Based on news reports of the COA reports, fund irregularities in the AFP and PNP last year amount to at least ₱8.86 billion involving incomplete “modernization” projects, unremitted unutilized funds, undelivered procurements, receipt-less transactions, and so on.
It is highly likely that this is just a small part of the gargantuan money-making operations involving the generals and officers of the AFP and PNP, as well as the corrupt officers of the Duterte regime.
The COA can only spot anomalies in official transactions that have or should have a paper trail. It cannot spot widespread corruption in the use of funds for so-called “community livelihood” where “NPA surrenderees” typically receive only a bag of grocery items or ₱5,000 cash reward out of the ₱65,000 they are supposed to get. It also cannot spot bloated reports of CAFGU recruitment, false reports of days of military operations, delays in disbursement of salaries and allowances of paramilitaries, granting of “reward” money, and now, kickbacks in infrastructure projects under the Barangay Development Program of the National Task Force to End Local Communist Armed Conflict (NTF-ELCAC).
Military sources have also revealed widespread corruption in ghost or substandard purchases of spare parts. Many in the AFP believe this is one of the reasons behind the successive accidents over recent months involving military land vehicles and aerial assets.
The higher in the AFP and PNP echelon, the bigger the corruption. Military and police claims of “professionalism” are but a thin veil to hide the rotten core of the AFP and PNP and grave abuses of human rights perpetrated by soldiers and police in the course of their operations.
The corrupt AFP and PNP, defenders of the rotten system and the monstrous Duterte regime, are incapable of defeating the New People’s Army (NPA) and the revolutionary movement. Corruption is only making the regime’s counterinsurgency operations, more than ever reliant on expensive military hardware, even more unsustainable and counterproductive.

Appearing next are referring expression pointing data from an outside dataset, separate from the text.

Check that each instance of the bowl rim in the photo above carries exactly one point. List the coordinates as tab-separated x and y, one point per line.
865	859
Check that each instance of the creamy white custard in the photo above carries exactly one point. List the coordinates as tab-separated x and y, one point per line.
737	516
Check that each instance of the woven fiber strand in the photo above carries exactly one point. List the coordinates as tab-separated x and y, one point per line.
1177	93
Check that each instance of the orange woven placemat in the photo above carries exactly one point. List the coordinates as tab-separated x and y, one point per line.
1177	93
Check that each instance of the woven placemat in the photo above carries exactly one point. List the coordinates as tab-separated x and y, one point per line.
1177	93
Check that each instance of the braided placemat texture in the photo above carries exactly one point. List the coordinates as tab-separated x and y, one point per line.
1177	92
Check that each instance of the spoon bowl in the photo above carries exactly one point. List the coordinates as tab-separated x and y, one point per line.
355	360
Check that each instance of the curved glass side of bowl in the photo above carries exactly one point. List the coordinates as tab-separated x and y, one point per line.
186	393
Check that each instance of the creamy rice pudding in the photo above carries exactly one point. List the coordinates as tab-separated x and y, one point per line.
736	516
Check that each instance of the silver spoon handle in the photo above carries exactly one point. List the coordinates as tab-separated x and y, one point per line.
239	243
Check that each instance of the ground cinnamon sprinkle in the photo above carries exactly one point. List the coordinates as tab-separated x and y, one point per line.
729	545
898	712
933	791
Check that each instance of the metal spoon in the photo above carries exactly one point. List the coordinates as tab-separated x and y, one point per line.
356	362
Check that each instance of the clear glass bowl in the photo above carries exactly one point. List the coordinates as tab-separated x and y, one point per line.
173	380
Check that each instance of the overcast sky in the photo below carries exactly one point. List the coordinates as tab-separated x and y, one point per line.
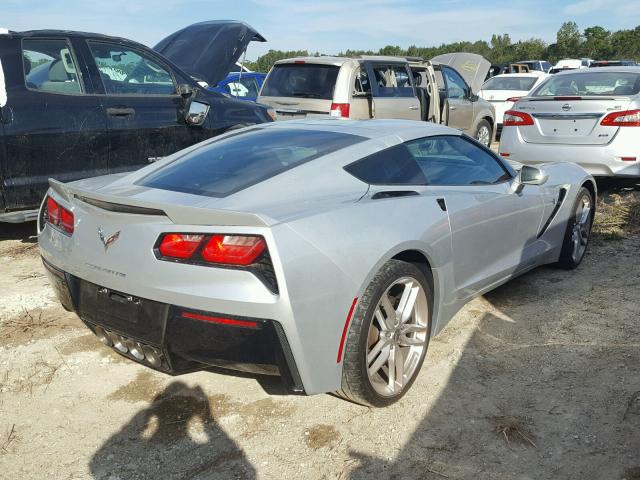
327	26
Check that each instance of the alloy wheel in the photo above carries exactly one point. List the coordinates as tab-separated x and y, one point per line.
397	336
581	228
483	135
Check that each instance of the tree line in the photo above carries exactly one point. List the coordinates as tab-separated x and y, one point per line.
594	42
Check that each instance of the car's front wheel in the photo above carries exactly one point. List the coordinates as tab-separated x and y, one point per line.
388	337
484	133
578	231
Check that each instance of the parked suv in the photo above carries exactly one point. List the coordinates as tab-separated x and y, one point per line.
442	90
80	104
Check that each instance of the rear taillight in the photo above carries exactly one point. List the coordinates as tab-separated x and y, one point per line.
340	110
238	250
565	98
513	118
233	249
58	216
626	118
178	245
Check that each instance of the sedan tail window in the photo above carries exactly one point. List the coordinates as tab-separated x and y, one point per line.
49	66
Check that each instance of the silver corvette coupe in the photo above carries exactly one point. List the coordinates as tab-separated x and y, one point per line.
326	252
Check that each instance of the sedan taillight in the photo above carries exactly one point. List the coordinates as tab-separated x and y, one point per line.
232	250
513	118
626	118
58	216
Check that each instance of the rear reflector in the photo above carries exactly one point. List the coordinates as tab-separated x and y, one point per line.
340	110
58	216
220	320
233	249
513	118
346	329
625	118
178	245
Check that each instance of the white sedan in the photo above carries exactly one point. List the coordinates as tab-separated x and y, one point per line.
502	91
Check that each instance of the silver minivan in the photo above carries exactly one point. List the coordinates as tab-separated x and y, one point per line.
442	90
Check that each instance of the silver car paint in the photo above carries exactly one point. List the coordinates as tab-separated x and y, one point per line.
599	150
327	238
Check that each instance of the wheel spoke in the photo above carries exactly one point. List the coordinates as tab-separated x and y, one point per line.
382	322
407	301
389	310
399	367
392	368
382	358
371	356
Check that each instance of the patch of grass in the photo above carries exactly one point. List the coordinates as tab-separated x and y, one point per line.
513	430
618	216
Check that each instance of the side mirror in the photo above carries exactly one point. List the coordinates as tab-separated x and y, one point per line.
185	90
529	175
197	113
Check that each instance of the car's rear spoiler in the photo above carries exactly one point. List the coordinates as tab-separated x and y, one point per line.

Corruption from the top down exacerbates the deep disunity and factionalism within and between the AFP and PNP. The NPA must take advantage of the lack of cohesion and inability of the AFP and PNP to cooperate and coordinate their actions.
The broad masses, especially the peasant masses in the countryside, are fully aware and enraged how the military and its officers defraud and oppress them. By mulcting the people’s money, the AFP and PNP are only stoking further the people’s disgust, galvanizing them to take action against military and police oppression and rousing them to wage revolutionary struggle.